Nun ist es also so weit: Nachdem die BSFB im
Vorwege die Kammern um Stellungnahmen gebeten
hat, hat sie nach 26 Jahren eine neue Richtlinie
zum Vertretungsunterricht veröffentlicht. Man
könnte meinen, dass dies auch endlich Zeit wurde;
schließlich hat sich mit „Ganztag“, „Inklusion“ und
„Digitalisierung“ die Schullandschaft erheblich verändert.
Leider wirft die neue Richtlinie mehr Fragen
auf, als dass sie Antworten auf die heutige Schulrealität
vor Ort gibt.

Die neue Richtlinie soll den Rahmen setzen, um
den Vertretungsunterricht „als Fortsetzung von
geplantem Unterricht“ durchzuführen. Der Rahmen
aber wird nun nahezu grenzenlos gesteckt, sodass
oftmals mitnichten geplanter Unterricht fortgeführt
werden kann. Der Richtlinie ist nicht grenzscharf
zu entnehmen, wie die Schulbehörde „Unterricht“,
„Vertretung“ und „Betreuung“ genau definiert und
wo die Grenzen der Begrifflichkeiten liegen. Verantwortung
wird auf die Schüler:innen abgewälzt; es
wird von der Nutzung der Lernmanagementsysteme
gesprochen, ohne dabei eine nachhaltige technische
Ausstattung, pädagogische Konzepte oder Dienstvereinbarungen
mit dem GPR im Blick zu haben
und zudem wird den Kolleg:innen unbezahlte Mehrarbeit
aufgebürdet.

Was sollen künftig die Schüler:innen leisten?

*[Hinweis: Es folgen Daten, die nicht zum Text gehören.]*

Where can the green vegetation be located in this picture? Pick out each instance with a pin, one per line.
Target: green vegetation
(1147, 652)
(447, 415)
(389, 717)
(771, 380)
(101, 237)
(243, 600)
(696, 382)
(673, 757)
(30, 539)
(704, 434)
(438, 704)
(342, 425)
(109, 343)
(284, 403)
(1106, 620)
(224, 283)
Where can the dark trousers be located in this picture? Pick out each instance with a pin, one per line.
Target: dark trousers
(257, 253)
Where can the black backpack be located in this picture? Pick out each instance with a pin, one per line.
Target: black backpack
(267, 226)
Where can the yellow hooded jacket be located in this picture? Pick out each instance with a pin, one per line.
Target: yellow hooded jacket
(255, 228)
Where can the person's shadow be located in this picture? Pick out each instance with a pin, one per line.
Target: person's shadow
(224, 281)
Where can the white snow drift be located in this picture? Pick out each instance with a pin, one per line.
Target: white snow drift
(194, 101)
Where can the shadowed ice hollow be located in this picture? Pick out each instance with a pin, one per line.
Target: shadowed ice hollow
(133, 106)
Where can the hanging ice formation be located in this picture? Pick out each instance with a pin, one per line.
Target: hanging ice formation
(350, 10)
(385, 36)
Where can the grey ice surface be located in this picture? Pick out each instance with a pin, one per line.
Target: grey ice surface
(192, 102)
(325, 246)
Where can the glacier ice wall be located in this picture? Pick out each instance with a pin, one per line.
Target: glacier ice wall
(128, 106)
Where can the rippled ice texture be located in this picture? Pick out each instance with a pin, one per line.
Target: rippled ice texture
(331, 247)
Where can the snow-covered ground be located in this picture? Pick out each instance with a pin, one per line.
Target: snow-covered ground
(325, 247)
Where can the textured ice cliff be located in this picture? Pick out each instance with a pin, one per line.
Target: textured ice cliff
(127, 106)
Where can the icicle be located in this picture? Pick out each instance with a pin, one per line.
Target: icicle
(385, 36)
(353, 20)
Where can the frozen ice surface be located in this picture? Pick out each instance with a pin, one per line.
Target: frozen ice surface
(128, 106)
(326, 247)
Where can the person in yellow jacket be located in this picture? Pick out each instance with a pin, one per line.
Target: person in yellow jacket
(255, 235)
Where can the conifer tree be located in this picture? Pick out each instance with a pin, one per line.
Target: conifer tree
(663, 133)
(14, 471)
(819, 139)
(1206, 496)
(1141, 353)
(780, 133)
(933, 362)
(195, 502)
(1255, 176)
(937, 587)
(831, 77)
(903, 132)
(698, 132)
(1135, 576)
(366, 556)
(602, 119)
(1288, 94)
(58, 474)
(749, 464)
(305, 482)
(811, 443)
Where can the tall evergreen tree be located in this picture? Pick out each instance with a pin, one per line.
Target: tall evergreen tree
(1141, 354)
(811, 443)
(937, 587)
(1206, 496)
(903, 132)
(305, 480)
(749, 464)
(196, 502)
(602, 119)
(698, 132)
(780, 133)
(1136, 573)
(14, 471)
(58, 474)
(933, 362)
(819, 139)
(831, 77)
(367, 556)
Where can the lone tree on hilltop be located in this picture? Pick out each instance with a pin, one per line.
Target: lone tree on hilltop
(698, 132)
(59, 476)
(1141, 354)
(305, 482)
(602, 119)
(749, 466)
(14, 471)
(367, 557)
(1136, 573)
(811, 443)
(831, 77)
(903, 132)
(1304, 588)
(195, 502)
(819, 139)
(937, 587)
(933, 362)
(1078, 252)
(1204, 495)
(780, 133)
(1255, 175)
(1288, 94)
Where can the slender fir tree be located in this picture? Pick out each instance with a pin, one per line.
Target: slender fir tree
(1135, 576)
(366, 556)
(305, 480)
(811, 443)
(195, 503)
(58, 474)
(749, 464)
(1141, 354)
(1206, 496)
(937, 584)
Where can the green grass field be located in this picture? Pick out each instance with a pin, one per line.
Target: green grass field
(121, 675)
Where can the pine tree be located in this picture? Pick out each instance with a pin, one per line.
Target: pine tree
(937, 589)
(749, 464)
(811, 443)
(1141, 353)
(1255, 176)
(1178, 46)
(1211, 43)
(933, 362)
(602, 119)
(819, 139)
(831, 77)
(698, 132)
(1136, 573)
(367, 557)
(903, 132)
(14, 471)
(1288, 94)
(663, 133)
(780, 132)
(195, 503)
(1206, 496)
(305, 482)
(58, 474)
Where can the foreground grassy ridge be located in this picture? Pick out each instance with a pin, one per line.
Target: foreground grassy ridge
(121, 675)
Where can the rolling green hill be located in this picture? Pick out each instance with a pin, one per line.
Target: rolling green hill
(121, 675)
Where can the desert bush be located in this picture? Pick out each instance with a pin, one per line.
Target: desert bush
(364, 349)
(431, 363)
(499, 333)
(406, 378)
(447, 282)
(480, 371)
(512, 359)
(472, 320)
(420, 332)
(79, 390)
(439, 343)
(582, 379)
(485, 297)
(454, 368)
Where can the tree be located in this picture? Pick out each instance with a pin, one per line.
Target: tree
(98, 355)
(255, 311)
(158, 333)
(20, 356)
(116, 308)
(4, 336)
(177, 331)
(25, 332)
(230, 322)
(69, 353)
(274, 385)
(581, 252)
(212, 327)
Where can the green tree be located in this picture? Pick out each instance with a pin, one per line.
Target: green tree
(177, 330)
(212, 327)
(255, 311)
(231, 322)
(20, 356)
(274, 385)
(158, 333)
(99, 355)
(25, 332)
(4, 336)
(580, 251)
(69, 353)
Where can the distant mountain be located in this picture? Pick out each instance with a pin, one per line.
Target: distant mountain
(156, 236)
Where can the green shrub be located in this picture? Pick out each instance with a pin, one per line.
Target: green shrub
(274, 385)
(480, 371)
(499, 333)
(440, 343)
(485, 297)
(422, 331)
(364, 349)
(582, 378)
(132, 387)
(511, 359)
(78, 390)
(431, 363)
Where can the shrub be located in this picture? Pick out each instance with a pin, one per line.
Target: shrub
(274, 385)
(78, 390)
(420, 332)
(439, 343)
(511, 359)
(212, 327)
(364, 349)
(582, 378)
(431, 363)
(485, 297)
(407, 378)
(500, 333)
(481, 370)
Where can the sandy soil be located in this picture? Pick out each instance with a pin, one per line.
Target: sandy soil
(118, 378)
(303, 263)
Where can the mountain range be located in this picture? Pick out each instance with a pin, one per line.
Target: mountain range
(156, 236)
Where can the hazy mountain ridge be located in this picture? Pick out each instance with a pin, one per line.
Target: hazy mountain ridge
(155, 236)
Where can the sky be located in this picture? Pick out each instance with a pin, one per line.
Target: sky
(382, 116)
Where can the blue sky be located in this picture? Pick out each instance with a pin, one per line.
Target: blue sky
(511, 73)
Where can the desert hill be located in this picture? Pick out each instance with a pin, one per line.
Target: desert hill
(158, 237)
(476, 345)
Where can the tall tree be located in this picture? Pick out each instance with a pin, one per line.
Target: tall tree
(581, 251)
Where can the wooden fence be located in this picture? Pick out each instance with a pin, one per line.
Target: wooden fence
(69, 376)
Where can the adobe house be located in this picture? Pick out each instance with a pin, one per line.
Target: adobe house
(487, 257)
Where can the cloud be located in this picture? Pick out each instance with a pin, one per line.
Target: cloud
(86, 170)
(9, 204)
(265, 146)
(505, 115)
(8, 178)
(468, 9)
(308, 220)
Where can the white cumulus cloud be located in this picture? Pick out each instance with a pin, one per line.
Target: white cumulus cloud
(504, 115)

War in der bisherigen Richtlinie explizit aufgeführt,
dass der Vertretungsunterricht in seiner Qualität
und Zielsetzung dem regulären Fachunterricht entsprechen
sollte, wird nun der Vertretungsunterricht
„als Teil der Lernprozesse der Schülerinnen und
Schüler neu bewertet“. War in der alten Richtlinie
noch sichergestellt, dass alle Arbeitsaufträge bis
einschließlich Sek I unter Aufsicht einer Lehrkraft
ausgeführt wurden (Pkt. 4.3), so wird nun die
Aufsicht von „geeignetem pädagogischen Personal“
durchgeführt. Es wird hierbei weder festgehalten,
wie dieses „geeignete pädagogische Personal“
definiert ist (geeignet für Unterricht und Unterrichtsvertretung
sind nur Lehrkräfte), noch dass
pädagogisches und technisches Personal (PTF)
nur im äußersten Notfall eingesetzt werden darf.
Darüber hinaus sollen die Arbeitsaufträge bisweilen
sogar auch in der Sek I selbstständig von den Schüler:
innen durchgeführt werden (Pkt. 1.6). Entspricht
dies der Qualität des regulären Fachunterrichts? Der
GPR meint: Nein! Der GPR lehnt diese Änderung
ab!

Was sollen künftig die Lehrer:innen neu leisten?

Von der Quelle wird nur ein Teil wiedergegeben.